There are and will always be disappointments but you don’t say it’s God that’s disappointed you. (Chuckles) There have been disappointments, yes, but that’s not the time to give up because God is faithful. In times of disappointments, I turn back to him and pray. I never surrender.
How has your life changed since you won this award that came with a windfall and limelight? How has it changed you?
(Pause) Look, I don’t like talking about myself in that regard because this award was not for me but for all the students and teachers that I have worked with and continue to work with.
I understand, but how does something like this change one’s life, not only materially but you know, as a human being?
(Pause) Well. (Pause) It’s been a privilege and I thank God. In terms of attention, I have had so much of that- people recognise me, they come to me expecting to see a change, but I try to remind them I’m still the same person. I don’t have bodyguards, I don’t drive expensive cars, I still walk the streets and do the things that I have always loved. And they are shocked because people expect me to change.
What I’m sure about is that I’m not any special than many of the teachers and people doing amazing work for their communities, I have just been allowed to inspire others and do more for them.
How have you managed to stay grounded and not swept off your feet by fortune and fame?
I haven’t changed the people around me. I still maintain the same circle of friends and family, I don’t know if this keeps me grounded.
My interactions with them reminds me of who I am. That I’m still the same person; a teacher. I’m not god. I’ve also been reading a lot about people who have won the same achievements before. I read about how they handled it; the ones that handled it well and those that didn’t. And I learn from them.
What kind of difficulty have you found in this post-award journey?
The attention has been challenging. I find joy in doing, or helping in private. I have not done the things I have done to be recognised and applauded, I have done them because they are important.
Helping people in need has always reminded me of my previous challenges when no one was seeing me but I was suffering. When you help someone you are saying I’m seeing you.
One weakness though is giving talks before people, being before cameras, people reading about me, I find it so hard. I have been used to doing more and talking less. Thankfully, I have resorted to prayer during this time of attention and media.
Are you married?
No, I’m part of the religious brotherhood and in our way of life, we don’t marry.
You serve God until you die?
Everybody is serving God. (Laughs) It’s a choice and nobody is serving God more than the other. There are many ways of serving God and different people serve God in different ways. You, for instance, a writer, are serving God with your words. God created everybody for a reason and a purpose.
We all serve him in different capacities.
So you have made peace with ever not having children...
Yes, and that’s OK. For me, it’s a personal choice. God has given me peace.
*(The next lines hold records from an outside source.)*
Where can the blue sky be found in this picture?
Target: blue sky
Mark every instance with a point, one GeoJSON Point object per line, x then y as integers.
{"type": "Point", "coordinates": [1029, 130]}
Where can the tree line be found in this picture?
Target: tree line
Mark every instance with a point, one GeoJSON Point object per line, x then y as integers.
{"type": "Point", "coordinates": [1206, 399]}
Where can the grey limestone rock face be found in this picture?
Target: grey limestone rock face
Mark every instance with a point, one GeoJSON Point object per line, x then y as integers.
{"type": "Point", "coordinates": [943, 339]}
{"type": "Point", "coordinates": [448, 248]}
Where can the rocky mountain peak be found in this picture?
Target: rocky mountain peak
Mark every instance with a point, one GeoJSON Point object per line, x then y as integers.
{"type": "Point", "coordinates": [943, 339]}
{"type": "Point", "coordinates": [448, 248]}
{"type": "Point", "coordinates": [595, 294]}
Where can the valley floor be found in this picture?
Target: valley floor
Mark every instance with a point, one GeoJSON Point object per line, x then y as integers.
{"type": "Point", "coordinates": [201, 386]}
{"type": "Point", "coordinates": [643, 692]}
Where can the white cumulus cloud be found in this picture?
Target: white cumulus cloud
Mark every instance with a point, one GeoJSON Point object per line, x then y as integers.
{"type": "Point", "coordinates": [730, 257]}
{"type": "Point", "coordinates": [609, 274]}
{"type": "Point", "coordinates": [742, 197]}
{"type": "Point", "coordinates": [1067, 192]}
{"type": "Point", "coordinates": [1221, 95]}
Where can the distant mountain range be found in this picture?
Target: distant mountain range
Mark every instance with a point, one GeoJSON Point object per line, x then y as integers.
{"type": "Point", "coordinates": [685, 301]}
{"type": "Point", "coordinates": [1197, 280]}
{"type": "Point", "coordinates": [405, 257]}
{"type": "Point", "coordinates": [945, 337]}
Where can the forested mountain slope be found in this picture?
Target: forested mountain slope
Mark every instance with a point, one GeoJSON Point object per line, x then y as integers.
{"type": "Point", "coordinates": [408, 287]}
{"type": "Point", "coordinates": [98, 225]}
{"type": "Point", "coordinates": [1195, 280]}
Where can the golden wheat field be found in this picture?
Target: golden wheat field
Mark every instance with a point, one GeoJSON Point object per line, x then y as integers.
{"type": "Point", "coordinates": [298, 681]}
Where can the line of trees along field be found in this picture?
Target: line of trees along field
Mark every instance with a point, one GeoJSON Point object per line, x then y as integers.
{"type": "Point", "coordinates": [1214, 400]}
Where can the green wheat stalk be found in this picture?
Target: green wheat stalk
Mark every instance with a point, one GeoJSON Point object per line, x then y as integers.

You are 38 years old, still young. How do you tame the cravings of your flesh?
(Laughs) I can’t lie that I don’t have those feelings, I would be a hypocrite. I face those challenges at times but what is important is how you deal with them. I derive energy in challenges and in staying on the path I have chosen.
I believe that behind every struggle is an opportunity. Thankfully, we always have a choice between right and wrong.
Do you ever wonder why it’s you that won this award out of all other people doing amazing work like you are?
I will admit that it was a surprise. But I understand that this achievement, like I mentioned, isn’t mine alone. It’s an achievement of the community, of the teachers and it’s a privilege to be able to inspire others.
I know me winning has meaning, it wasn’t an accident. I also know I’m not the best and that there is a bigger message that is bigger than me, and individual. I have been given a voice to speak on behalf of teachers doing amazing work in the small villages.